The recommendation for RTS,S, also marketed as Mosquirix, was based on the advice of WHO’s global advisory bodies on immunization and malaria. The vaccine is indicated for the prevention of P. falciparum malaria in children 5 months and up living in regions with moderate to high transmission as defined by WHO. P. falciparum is the deadliest malaria parasite in the world, and the most prevalent one in Africa. The drug would be administered in 4 doses; pilot implementation studies dosed participants once for three consecutive months, with a booster shot 18 months after the first dose.
WHO touted the vaccine’s efficacy and strong safety profile, covering a significant reduction (30%) in deadly severe malaria across at least 2.3 million doses administered to date. RTS,S was also deemed cost-effective in areas of moderate to high malaria transmission.
Data on the vaccine came from ongoing pilot malaria vaccine introductions in Ghana, Kenya, and Malawi. These programs have brought RTS,S to over 800,000 children since 2019.

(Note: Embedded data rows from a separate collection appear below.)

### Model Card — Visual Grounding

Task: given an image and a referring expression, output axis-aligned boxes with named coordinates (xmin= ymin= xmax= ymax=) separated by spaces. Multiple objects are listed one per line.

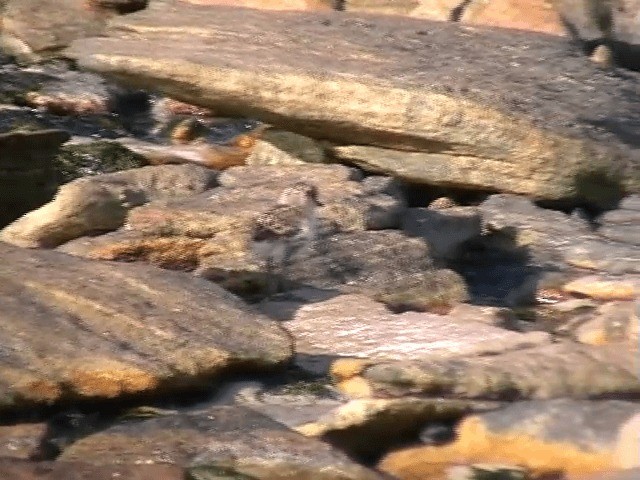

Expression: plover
xmin=251 ymin=182 xmax=322 ymax=295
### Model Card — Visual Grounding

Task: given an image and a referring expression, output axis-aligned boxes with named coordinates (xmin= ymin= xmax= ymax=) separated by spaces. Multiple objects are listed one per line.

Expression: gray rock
xmin=67 ymin=2 xmax=640 ymax=206
xmin=402 ymin=207 xmax=482 ymax=260
xmin=0 ymin=243 xmax=292 ymax=411
xmin=62 ymin=407 xmax=382 ymax=480
xmin=0 ymin=130 xmax=69 ymax=228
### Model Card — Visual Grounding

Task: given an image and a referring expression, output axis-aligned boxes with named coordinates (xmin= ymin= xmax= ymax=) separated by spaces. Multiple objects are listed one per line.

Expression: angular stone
xmin=0 ymin=243 xmax=291 ymax=410
xmin=562 ymin=236 xmax=640 ymax=275
xmin=554 ymin=0 xmax=640 ymax=70
xmin=402 ymin=207 xmax=482 ymax=259
xmin=598 ymin=202 xmax=640 ymax=247
xmin=0 ymin=130 xmax=69 ymax=227
xmin=562 ymin=275 xmax=640 ymax=300
xmin=573 ymin=302 xmax=639 ymax=348
xmin=380 ymin=399 xmax=640 ymax=479
xmin=285 ymin=230 xmax=467 ymax=311
xmin=0 ymin=458 xmax=185 ymax=480
xmin=460 ymin=0 xmax=564 ymax=35
xmin=0 ymin=0 xmax=106 ymax=61
xmin=68 ymin=4 xmax=640 ymax=206
xmin=61 ymin=407 xmax=381 ymax=480
xmin=569 ymin=468 xmax=640 ymax=480
xmin=296 ymin=397 xmax=495 ymax=457
xmin=0 ymin=423 xmax=47 ymax=460
xmin=0 ymin=165 xmax=216 ymax=248
xmin=287 ymin=295 xmax=549 ymax=370
xmin=332 ymin=337 xmax=640 ymax=399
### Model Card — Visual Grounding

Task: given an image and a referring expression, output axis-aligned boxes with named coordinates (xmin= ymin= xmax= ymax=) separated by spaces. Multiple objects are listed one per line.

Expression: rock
xmin=180 ymin=0 xmax=335 ymax=11
xmin=344 ymin=0 xmax=463 ymax=21
xmin=0 ymin=130 xmax=69 ymax=227
xmin=447 ymin=463 xmax=530 ymax=480
xmin=262 ymin=129 xmax=325 ymax=163
xmin=287 ymin=295 xmax=549 ymax=376
xmin=0 ymin=423 xmax=47 ymax=460
xmin=23 ymin=68 xmax=112 ymax=115
xmin=379 ymin=399 xmax=640 ymax=480
xmin=569 ymin=468 xmax=640 ymax=480
xmin=573 ymin=302 xmax=638 ymax=345
xmin=460 ymin=0 xmax=564 ymax=35
xmin=0 ymin=165 xmax=216 ymax=248
xmin=67 ymin=4 xmax=640 ymax=207
xmin=54 ymin=140 xmax=148 ymax=184
xmin=0 ymin=458 xmax=185 ymax=480
xmin=61 ymin=407 xmax=382 ymax=480
xmin=332 ymin=342 xmax=640 ymax=399
xmin=246 ymin=141 xmax=304 ymax=165
xmin=562 ymin=236 xmax=640 ymax=275
xmin=0 ymin=243 xmax=291 ymax=410
xmin=55 ymin=164 xmax=412 ymax=302
xmin=562 ymin=275 xmax=640 ymax=300
xmin=0 ymin=0 xmax=106 ymax=62
xmin=402 ymin=207 xmax=482 ymax=260
xmin=554 ymin=0 xmax=640 ymax=70
xmin=598 ymin=195 xmax=640 ymax=246
xmin=286 ymin=230 xmax=467 ymax=311
xmin=296 ymin=397 xmax=496 ymax=458
xmin=89 ymin=0 xmax=149 ymax=15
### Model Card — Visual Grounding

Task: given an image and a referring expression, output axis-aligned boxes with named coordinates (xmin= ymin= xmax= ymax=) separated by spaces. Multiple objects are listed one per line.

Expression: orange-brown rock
xmin=181 ymin=0 xmax=334 ymax=11
xmin=563 ymin=275 xmax=640 ymax=300
xmin=0 ymin=423 xmax=47 ymax=460
xmin=460 ymin=0 xmax=564 ymax=35
xmin=379 ymin=400 xmax=640 ymax=480
xmin=0 ymin=458 xmax=185 ymax=480
xmin=0 ymin=243 xmax=291 ymax=410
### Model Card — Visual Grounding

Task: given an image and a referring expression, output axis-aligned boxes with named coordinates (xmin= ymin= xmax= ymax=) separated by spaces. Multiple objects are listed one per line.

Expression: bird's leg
xmin=266 ymin=257 xmax=280 ymax=298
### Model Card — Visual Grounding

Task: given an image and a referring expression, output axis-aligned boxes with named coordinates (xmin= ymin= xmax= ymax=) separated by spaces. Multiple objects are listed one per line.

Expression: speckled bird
xmin=251 ymin=182 xmax=322 ymax=294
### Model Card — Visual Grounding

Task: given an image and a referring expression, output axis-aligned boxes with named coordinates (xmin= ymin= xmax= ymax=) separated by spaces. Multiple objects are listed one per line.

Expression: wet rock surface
xmin=0 ymin=0 xmax=640 ymax=480
xmin=0 ymin=243 xmax=291 ymax=410
xmin=69 ymin=4 xmax=638 ymax=206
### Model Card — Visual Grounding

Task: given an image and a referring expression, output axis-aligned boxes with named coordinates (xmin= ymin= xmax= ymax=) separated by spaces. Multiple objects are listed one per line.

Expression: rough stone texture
xmin=380 ymin=399 xmax=640 ymax=480
xmin=598 ymin=195 xmax=640 ymax=247
xmin=569 ymin=468 xmax=640 ymax=480
xmin=53 ymin=164 xmax=420 ymax=309
xmin=0 ymin=130 xmax=69 ymax=227
xmin=0 ymin=458 xmax=185 ymax=480
xmin=562 ymin=275 xmax=640 ymax=300
xmin=89 ymin=0 xmax=149 ymax=14
xmin=0 ymin=165 xmax=216 ymax=248
xmin=562 ymin=236 xmax=640 ymax=275
xmin=554 ymin=0 xmax=640 ymax=70
xmin=296 ymin=397 xmax=495 ymax=457
xmin=478 ymin=195 xmax=640 ymax=275
xmin=460 ymin=0 xmax=564 ymax=35
xmin=68 ymin=4 xmax=640 ymax=206
xmin=572 ymin=302 xmax=639 ymax=348
xmin=0 ymin=423 xmax=47 ymax=460
xmin=0 ymin=0 xmax=106 ymax=61
xmin=286 ymin=295 xmax=550 ymax=376
xmin=61 ymin=407 xmax=381 ymax=480
xmin=181 ymin=0 xmax=335 ymax=11
xmin=332 ymin=342 xmax=640 ymax=399
xmin=402 ymin=207 xmax=482 ymax=259
xmin=0 ymin=243 xmax=291 ymax=410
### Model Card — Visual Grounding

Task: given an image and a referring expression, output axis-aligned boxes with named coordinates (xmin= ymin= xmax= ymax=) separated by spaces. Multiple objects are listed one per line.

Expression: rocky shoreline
xmin=0 ymin=0 xmax=640 ymax=480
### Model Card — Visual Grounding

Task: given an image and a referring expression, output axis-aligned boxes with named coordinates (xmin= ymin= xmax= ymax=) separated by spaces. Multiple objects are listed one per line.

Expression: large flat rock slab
xmin=68 ymin=1 xmax=640 ymax=206
xmin=0 ymin=243 xmax=291 ymax=410
xmin=380 ymin=399 xmax=640 ymax=480
xmin=61 ymin=407 xmax=384 ymax=480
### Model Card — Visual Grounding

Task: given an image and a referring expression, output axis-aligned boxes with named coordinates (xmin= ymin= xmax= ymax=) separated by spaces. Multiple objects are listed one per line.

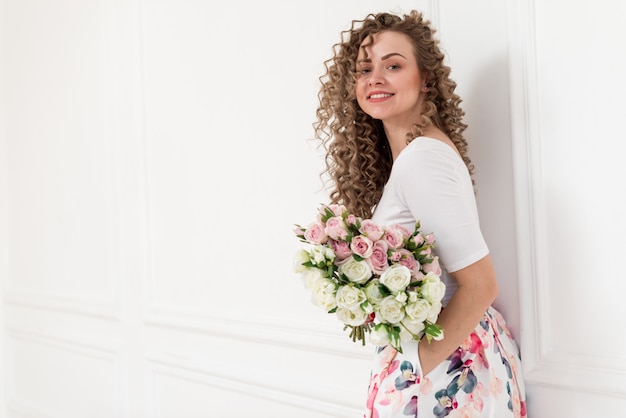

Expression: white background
xmin=0 ymin=0 xmax=626 ymax=418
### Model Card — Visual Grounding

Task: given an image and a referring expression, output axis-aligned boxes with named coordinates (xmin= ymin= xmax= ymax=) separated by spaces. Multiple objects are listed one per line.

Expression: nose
xmin=368 ymin=68 xmax=385 ymax=86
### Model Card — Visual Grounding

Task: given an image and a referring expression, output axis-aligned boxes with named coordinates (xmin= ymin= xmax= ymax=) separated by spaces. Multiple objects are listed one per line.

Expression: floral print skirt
xmin=364 ymin=307 xmax=526 ymax=418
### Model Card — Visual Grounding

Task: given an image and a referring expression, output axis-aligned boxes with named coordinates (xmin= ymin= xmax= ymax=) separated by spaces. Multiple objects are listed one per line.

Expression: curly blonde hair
xmin=314 ymin=10 xmax=474 ymax=217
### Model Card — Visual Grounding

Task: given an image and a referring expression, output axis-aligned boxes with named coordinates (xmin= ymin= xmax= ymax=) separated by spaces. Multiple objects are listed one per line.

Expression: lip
xmin=367 ymin=91 xmax=394 ymax=102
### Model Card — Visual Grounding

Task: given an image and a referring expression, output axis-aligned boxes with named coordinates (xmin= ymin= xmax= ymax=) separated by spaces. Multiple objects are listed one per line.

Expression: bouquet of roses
xmin=294 ymin=204 xmax=445 ymax=352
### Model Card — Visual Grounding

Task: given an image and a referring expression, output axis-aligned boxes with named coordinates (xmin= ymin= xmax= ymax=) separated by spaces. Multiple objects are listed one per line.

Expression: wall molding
xmin=3 ymin=289 xmax=122 ymax=321
xmin=147 ymin=355 xmax=362 ymax=418
xmin=507 ymin=0 xmax=626 ymax=398
xmin=3 ymin=327 xmax=125 ymax=418
xmin=144 ymin=306 xmax=374 ymax=361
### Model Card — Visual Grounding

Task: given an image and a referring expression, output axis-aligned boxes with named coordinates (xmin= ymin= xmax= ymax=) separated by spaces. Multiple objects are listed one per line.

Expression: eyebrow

WHO says over 260,000 African children under the age of five die from malaria annually. “Using this vaccine on top of existing tools to prevent malaria could save tens of thousands of young lives each year,” WHO Director-General Dr. Tedros Adhanom Ghebreyesus comments.
The recommendation for RTS,S punctuates over three decades of research by pharmaceutical giant GlaxoSmithKline, along with millions in funding from The Bill & Melinda Gates Foundation. Africa has been grappling with malaria for centuries, and despite WHO’s “historic” and “groundbreaking” recommendation for the “breakthrough for science” that is RTS,S, a superior vaccine may already be just around the corner.
Earlier this year, Parola Analytics featured the patent application for another malaria vaccine, claimed to be the first one to fully immunize against the mosquito-borne disease—RTS,S, in actuality, is only about 30% effective against malaria.
The vaccine utilizes RNA technology, similar to COVID-19 immunizations from Pfizer and Moderna. It teaches the body how to create a pathogen’s unique protein in order to fight it. But while COVID-19 is fought using mRNA vaccines, the patent application describes a saRNA platform. The researchers say saRNA is more efficient, since it is effective at much lower doses because it can rapidly produce copies of itself inside the cell.
GSK would also own the supposedly superior vaccine upon its USPTO approval. Novartis Pharmaceuticals, which sold its vaccines business to GSK in 2015, funded the work along with the National Institutes of Health.